The missing piece – middleware virtualization
If you take pretty much any existing application, add another machine into the network, and watch what happens, you wouldn’t be surprised that nothing much would happen at all.
Today’s applications aren’t able to dynamically take advantage of new computing resources that become available. That’s also true for cloud based environments like EC2 – the fact that you can now add machines easily is nice, but it doesn’t mean that the application can do anything with it. What is missing is a layer that helps the application take advantage of these new resources dynamically, as they are being added to the system. This is where middleware virtualization comes to the rescue.
Like in storage virtualization, where we can add physical disks easily without touching the application that is utilizing them, we can do the same for the web, business logic, messaging and data layers of our applications. The idea is very similar to storage: we decouple the application from the physical resources and then use a client-side proxy that maps between the application API calls and the appropriate resource that will be used to serve that call. On the web layer, you can use a load-balancer to get to this level of virtualization; on the messaging, business logic and data layers, you can use In-Memory-Data-Grids for the same purpose.
Where to start?
By now, you’re probably nodding your head with agreement, but at the same time you’re probably scratching your head thinking, “how the hell do I get there without re-writing my entire application?” Indeed, everything I’ve been saying is pure common sense, yet for years the industry has struggled with this challenge and hasn’t found a way to apply it effectively. So what’s different now?
The step-by-step approach
IMO, the key to successfully achieving flexible scaling or auto-scaling is by finding the right steps that will get you there with minimum risks. The first steps need to show value with very little effort. Once you get into a better comfort level, you can think of taking more serious steps.
If you take a simple web application and break it down to its components (web, business-logic, data) you can easily see that scaling the data layer would probably be harder then scaling the web layer. In this post I’ll focus on the steps required to scale the web layer.
How to add auto-scaling to your existing web tier
- Dynamically provisioning the web container
- Dynamically discovering the web containers and adding them to the load balancer
In a stateless application, these two should do the trick. However, in a more stateful application, you’ll also need to address the way session data is handled when adding or removing machines. For this, you need to be able to address high availability of session data and and data affinity between the load balancer and the web container.
1. Making the session reliable – to make session information reliable, you can back them in an In-Memory Data Grid, which is kept outside the web container. This way, if the web container changes location due to a scaling event, the session information is kept in that shared memory, and a new server can load it on-demand.
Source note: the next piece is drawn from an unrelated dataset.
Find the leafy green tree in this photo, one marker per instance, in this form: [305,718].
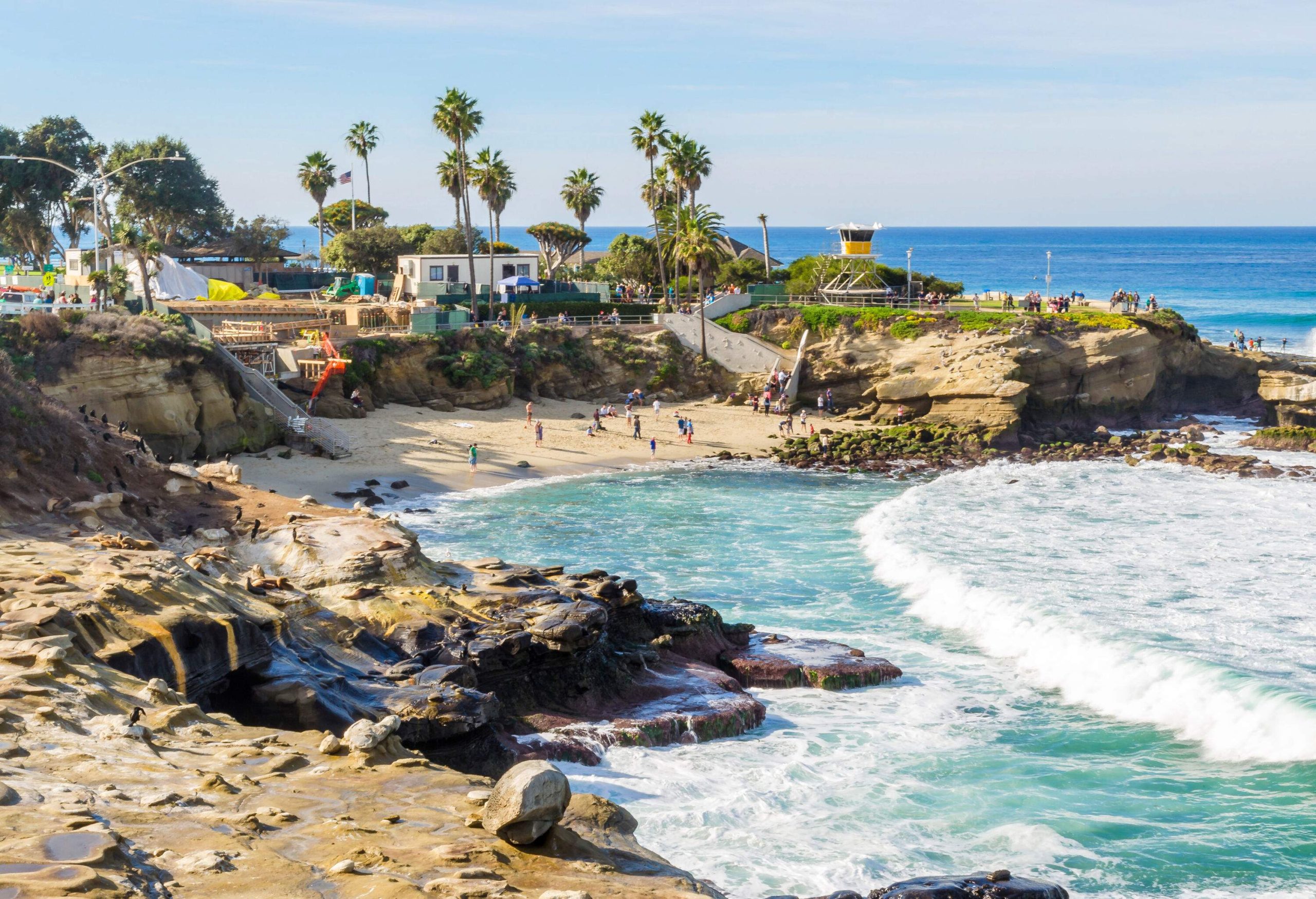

To avoid the performance overhead of using remote memory, you can use a local cache that is loaded on-demand. For session information, this is fairly useful, because during a particular session it is very likely that you’ll need to read the same user data over and over again. The combination of local and remote Data Grid allows you to get to the great performance of local memory, while still keeping the memory reliable, and without having to overload each server will all the session data.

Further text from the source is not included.